Former CIA head ties oil, terror

Feb. 25, 2010, 1:02 a.m.

Former head of the Central Intelligence Agency Jim Woolsey ’63 spoke Wednesday afternoon to a packed auditorium at Stanford Law School about the challenges that the future generation of policy makers will face in the Middle East.

Woolsey pointed to the religious influence in the region as a key to understanding its deep-seated conflicts. He said the separation of mosque and state has eroded in the region during recent decades, a development which has had far-reaching consequences due to certain aspects of Muslim doctrine.

“Shiite Muslims think they have to work hard to make their savior return to earth,” Woolsey said. “They believe they need to dominate the Middle East and kill lots of people, and that if they can just kill enough people, then [he will] return to earth and they will go to heaven and we will go to hell.”

“These are not cynics we are dealing with here,” he added. “These are honest fanatics. These are true believers.”

Woolsey underpinned his assessment of the region’s political situation by pointing out that eight of the nine top oil-exporting countries in the world are dictatorships or autocracies, as well as every single nation in the world that depends on oil for two-thirds or more of its national income (22 countries in total). He explained these facts by alluding to what he called the “oil curse.”

“If you have a country that is an dictatorship, controlled by a very small group of people, and it comes into possession of a valuable commodity, then even though that country is getting richer, it’s not getting richer in any meaningful way that builds up a prosperous, enfranchised middle class and paves the way for democracy,” Woolsey said. “That added economic rent only enhances the wealth and the power of those few people, consolidating power in their hands.”

This wealth is put to uses that “are not in pretty much anyone’s best interest,” he said.

“By and large, it is oil money that is funding the madrasas that teaches little boys that becoming suicide bombers is a good, reasonable life choice for them,” Woolsey said. “Next time you go to a filling station, you will know where that money is coming from. So, to put it mildly, we are paying for both sides of this war on terrorism.”

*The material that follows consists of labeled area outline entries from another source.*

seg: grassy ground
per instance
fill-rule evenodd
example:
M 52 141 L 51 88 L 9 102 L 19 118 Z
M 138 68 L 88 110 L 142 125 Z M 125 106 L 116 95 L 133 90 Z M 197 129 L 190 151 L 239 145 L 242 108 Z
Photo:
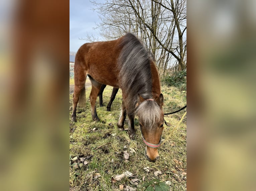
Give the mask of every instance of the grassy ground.
M 173 87 L 162 87 L 162 89 L 164 112 L 175 110 L 186 104 L 186 92 Z M 104 107 L 99 106 L 97 98 L 96 107 L 101 119 L 98 122 L 92 119 L 89 101 L 90 91 L 90 88 L 86 90 L 86 107 L 78 107 L 77 122 L 74 122 L 70 119 L 70 190 L 120 190 L 123 186 L 124 190 L 130 186 L 137 190 L 144 190 L 145 188 L 141 185 L 154 179 L 170 185 L 171 190 L 186 190 L 186 117 L 171 138 L 158 149 L 160 159 L 150 162 L 144 155 L 145 145 L 141 139 L 137 117 L 135 119 L 135 140 L 129 138 L 127 131 L 117 129 L 122 100 L 121 90 L 117 95 L 110 112 L 106 111 L 106 106 L 112 87 L 107 86 L 103 93 Z M 71 107 L 72 103 L 72 94 L 70 94 Z M 171 126 L 164 125 L 162 139 L 170 133 L 184 112 L 183 110 L 165 117 Z M 126 121 L 125 128 L 127 128 Z M 128 160 L 124 157 L 125 151 L 130 154 Z M 79 164 L 80 162 L 83 164 Z M 147 168 L 144 169 L 146 167 Z M 113 178 L 127 171 L 132 175 L 120 181 Z M 161 174 L 154 175 L 157 171 L 160 171 Z M 138 180 L 135 182 L 134 179 Z

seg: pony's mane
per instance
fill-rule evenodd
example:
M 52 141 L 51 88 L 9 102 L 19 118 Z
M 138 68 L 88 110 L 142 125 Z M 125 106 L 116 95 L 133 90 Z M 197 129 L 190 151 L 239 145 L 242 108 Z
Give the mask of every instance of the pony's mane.
M 130 96 L 133 104 L 139 94 L 145 99 L 152 98 L 150 63 L 152 60 L 147 48 L 135 36 L 127 33 L 122 37 L 122 49 L 118 60 L 120 88 Z
M 154 100 L 144 101 L 138 106 L 136 113 L 147 128 L 151 128 L 160 120 L 161 109 Z

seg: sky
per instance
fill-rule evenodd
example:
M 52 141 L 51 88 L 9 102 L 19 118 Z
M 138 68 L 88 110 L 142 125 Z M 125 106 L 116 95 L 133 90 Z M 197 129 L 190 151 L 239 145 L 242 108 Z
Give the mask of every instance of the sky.
M 104 2 L 104 0 L 97 0 L 97 2 Z M 70 0 L 70 51 L 77 51 L 80 46 L 88 42 L 79 38 L 85 38 L 87 34 L 93 35 L 96 38 L 100 35 L 99 30 L 94 30 L 96 23 L 100 22 L 98 13 L 90 10 L 93 4 L 89 0 Z

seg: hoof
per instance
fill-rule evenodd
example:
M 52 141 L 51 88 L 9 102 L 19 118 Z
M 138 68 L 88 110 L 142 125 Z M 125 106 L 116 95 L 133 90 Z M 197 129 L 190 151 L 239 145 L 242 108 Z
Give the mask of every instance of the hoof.
M 71 118 L 71 120 L 73 121 L 74 121 L 74 122 L 77 122 L 77 119 L 75 117 L 73 117 L 72 118 Z
M 119 131 L 124 131 L 124 127 L 123 127 L 122 128 L 122 127 L 118 127 L 118 130 Z
M 95 117 L 93 117 L 93 120 L 95 121 L 100 121 L 100 119 L 97 116 Z
M 133 137 L 134 135 L 129 135 L 129 137 L 130 137 L 130 138 L 132 140 L 134 140 L 134 138 Z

While conceding that the Middle East conflict has no single solution, Woolsey stressed the importance of reducing world dependence on oil. He outlined several specific steps to be taken toward accomplishing this goal, including the increased electrification of transportation — notably, plug-in hybrid cars — and the use of advanced biofuels.

“Within a decade, we should be able to make a very substantial dent in our oil dependence,” Woolsey said.

Woolsey illustrated the broad logic of his outlined strategy by drawing an analogy to salt’s role over the course of human history.

“Salt used to be a strategic commodity,” Woolsey explained. “A country could lord it over its neighbors if it possessed salt and its countries didn’t. Then, with the 20th century came electric grids and refrigerators, and salt was no longer needed to preserve meat. It was destroyed as a strategic commodity. We should be trying to turn oil into salt. We should be trying to make oil boring.”

Woolsey received his B.A. from Stanford in 1963 and his LLB from Yale Law School in 1968 after studying as a Rhodes Scholar at Oxford University. He has served in numerous positions in the federal government over the decades, in both Republican and Democrat administrations. In recent years, he has emerged as a leader of the movement for U.S. energy independence.

Some audience members were impressed by Woolsey’s analysis.

“By putting the energy question and the importance of finding alternative sources of energy in the context of the political conflicts occurring in the Middle East, Mr. Woolsey made clear how interconnected a lot of the biggest problems our society currently faces are,” said Teddy Steinkellner ’11.